# Do metals *really* conduct at zero temperature?

The questions is mostly in the title, but might expose another of my misunderstanding of the band structure of solids and how that leads to metals and insulators.

If we have a solid, and the fermi energy lies at the top of one of the bands, it will be an insulator, because there are no thermal fluctuations large enough to allow the electrons to move up to the next available state.

On the other hand, if the fermi level is in the middle of one of the bands, the solid will be a metal. If we apply a field, the electron can easily move up to a higher state within the band, and we will have conduction.

Here's my question: doesn't it take thermal fluctuations to "smear" the energy levels within a band? A band isn't really a continuous $\epsilon(k)$ spectrum; it's a series of discrete $\epsilon_k$ values. Does that not mean that at truly zero temperature, we would have the same (insulating) situation as above?

Thanks

• (1) you never get to T=0K, (2) while perhaps 'discrete', those energy levels in the bands are ~1E-22 eV apart, so you have to be many orders of magnitude closer to T=0 than we have reached. – Jon Custer Oct 21 '15 at 14:40
• And tunnelling effects would still allow relevant conduction for voltages that are not ridiculously small. – Sebastian Riese Oct 21 '15 at 14:47

## 3 Answers

You are right. Perfect metal without interaction and impurity will not conduct direct electric current at zero temperature. It will do Bloch oscillation. However impurity scattering or thermal relaxation will destroy the Bloch oscillation, and lead to finite conductivity. With interaction, the metal may go superconducting at low temperature which is beyond the simple band theory consideration.

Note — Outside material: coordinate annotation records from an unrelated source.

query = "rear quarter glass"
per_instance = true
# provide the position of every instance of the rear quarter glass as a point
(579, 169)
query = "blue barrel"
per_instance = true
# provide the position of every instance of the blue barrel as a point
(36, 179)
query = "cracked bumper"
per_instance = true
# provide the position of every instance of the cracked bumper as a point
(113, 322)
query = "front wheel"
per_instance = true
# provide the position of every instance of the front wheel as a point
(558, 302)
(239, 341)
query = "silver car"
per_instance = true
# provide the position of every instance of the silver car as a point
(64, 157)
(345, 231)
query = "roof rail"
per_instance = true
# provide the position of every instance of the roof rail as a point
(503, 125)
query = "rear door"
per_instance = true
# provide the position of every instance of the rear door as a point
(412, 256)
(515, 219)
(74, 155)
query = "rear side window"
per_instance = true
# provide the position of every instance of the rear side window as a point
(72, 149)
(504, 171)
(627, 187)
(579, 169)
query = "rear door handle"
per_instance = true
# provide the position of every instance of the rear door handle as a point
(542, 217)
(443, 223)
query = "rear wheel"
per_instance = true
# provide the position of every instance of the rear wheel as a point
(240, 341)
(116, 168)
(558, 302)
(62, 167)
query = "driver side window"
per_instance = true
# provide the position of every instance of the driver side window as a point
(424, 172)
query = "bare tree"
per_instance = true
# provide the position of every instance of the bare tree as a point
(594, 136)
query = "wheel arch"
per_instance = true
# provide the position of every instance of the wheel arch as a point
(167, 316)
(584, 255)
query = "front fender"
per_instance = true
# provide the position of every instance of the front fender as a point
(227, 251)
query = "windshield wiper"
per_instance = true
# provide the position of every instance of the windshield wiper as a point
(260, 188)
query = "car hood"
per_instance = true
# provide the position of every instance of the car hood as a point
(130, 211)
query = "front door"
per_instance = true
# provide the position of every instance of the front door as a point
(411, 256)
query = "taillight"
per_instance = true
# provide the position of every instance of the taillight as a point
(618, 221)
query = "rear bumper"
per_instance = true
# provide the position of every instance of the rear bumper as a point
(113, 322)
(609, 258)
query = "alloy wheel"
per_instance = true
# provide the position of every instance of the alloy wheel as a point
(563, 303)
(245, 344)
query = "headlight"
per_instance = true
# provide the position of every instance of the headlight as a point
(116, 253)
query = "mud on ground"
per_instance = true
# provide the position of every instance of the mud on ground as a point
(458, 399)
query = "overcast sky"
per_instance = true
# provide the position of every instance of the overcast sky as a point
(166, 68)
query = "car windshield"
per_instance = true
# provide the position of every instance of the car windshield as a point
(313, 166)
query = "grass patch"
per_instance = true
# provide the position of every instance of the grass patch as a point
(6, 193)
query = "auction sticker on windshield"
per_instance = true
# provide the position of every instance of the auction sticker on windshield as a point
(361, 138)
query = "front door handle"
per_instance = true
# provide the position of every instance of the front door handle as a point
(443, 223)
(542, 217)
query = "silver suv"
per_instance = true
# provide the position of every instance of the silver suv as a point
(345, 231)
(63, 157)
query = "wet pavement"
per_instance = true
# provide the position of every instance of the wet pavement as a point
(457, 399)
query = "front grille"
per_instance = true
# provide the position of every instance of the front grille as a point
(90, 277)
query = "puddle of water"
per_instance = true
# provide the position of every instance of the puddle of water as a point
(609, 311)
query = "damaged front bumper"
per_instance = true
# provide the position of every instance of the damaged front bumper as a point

• This is true, but I don't think it is quite what the OP is asking about. – Rococo Oct 24 '15 at 0:59
• I do not think this answer is correct. Take an infinite perfect crystal at 0 K. As you say, in this case if one applies an electric field, there will be Bloch oscillations (so one would have an AC). However, if one now removes the electric field, the Bloch (quasi)electrons will be left with a non zero velocity that will persist forever (so infinite conductivity), unless the electric field is removed exactly when the Bloch electrons were having a vanishing velocity in their harmonic motion. A more realistic case with boundaries and impurities would prevent Bloch oscillations to occur even – thermomagnetic condensed boson Jan 15 at 10:08
• at 0 K. Please comment on this. @Rococo I also invite you to provide your opinion. – thermomagnetic condensed boson Jan 15 at 10:08
• @tttt Interesting observation. From a quick survey of the 4 condensed matter textbooks I have on hand, I found one (Ashcroft) that characterizes the perfect lattice as a perfect conductor, one (Marder, 16.2.1) that characterizes it as an insulator, and two that don't give a definitive statement. Clearly, one must be careful about how one defines the conductivity in this situation. I can't get into this in a comment but if you wanted to ask a separate question about this issue I would probably give an answer. – Rococo Jan 19 at 21:11
• @tttt I think that, generally speaking, saying that something is an 'insulator' refers to the DC conductivity. It does not mean that the conductivity at every frequency vanishes. – Rococo Jan 19 at 23:46

A metal can only conduct if it is part of a circuit. There need to be contacts with the medium that provides the carriers. This will add electrons or holes. These can propagate unhindered through the metal. So the metal is a conductor with zero resistance.

I'm not sure if this is how experts think about the issue, but in general phases of matter are only rigorously defined in the so-called "thermodynamic limit"- that is, taking infinite volume while keeping the density fixed. When applied to a band structure, this results in the spectrum within a band being truly continuous, and there is no energy gap.